Ele limpou a boca com o guardanapo, e, em silêncio, levantou-se apanhando a bolsa. Fez menção de dizer algo, mas ele a conteve com um gesto. Ela entendeu e se dirigiu à saída.
Ele esperou ela sair, e bebeu, de um só gole, o vinho que ainda tinha na taça, secou a boca com força, amaldiçoando a própria perversão, e ergueu a cabeça procurando pelo carçom para pedir a conta, mas deparou-se com ela. Parada á sua frente, sua forma esguia e longuilínea preenchendo bem o vestido preto. Ela mordia levemente o lábio inferior, e tinha um dos olhos fechados quando perguntou:
-Tu gosta de apanhar ou de bater?
-Apanhar. Só apanhar - Ele respondeu prontamente.

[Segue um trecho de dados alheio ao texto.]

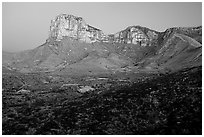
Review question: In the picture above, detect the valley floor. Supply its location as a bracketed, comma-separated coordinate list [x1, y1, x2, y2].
[2, 67, 202, 135]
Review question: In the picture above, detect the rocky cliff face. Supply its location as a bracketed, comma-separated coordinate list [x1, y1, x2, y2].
[49, 14, 104, 43]
[109, 26, 158, 46]
[49, 14, 158, 46]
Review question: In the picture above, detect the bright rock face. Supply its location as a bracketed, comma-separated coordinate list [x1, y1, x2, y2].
[110, 26, 158, 46]
[49, 14, 158, 46]
[49, 14, 104, 43]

-Então vamos pedir a sobremesa. -Ela sentenciou sentando-se novamente.
A verdade é que ela não se sentiu muito á vontade com a coisa do tapa na cara, mas já suportara chulé, roncos, namorados ausentes, grosseiros e até um viciado em drogas, podia fazer um esforço e esbofetear esse de vez em quando. Olhando em perspectiva, parecia até agradável.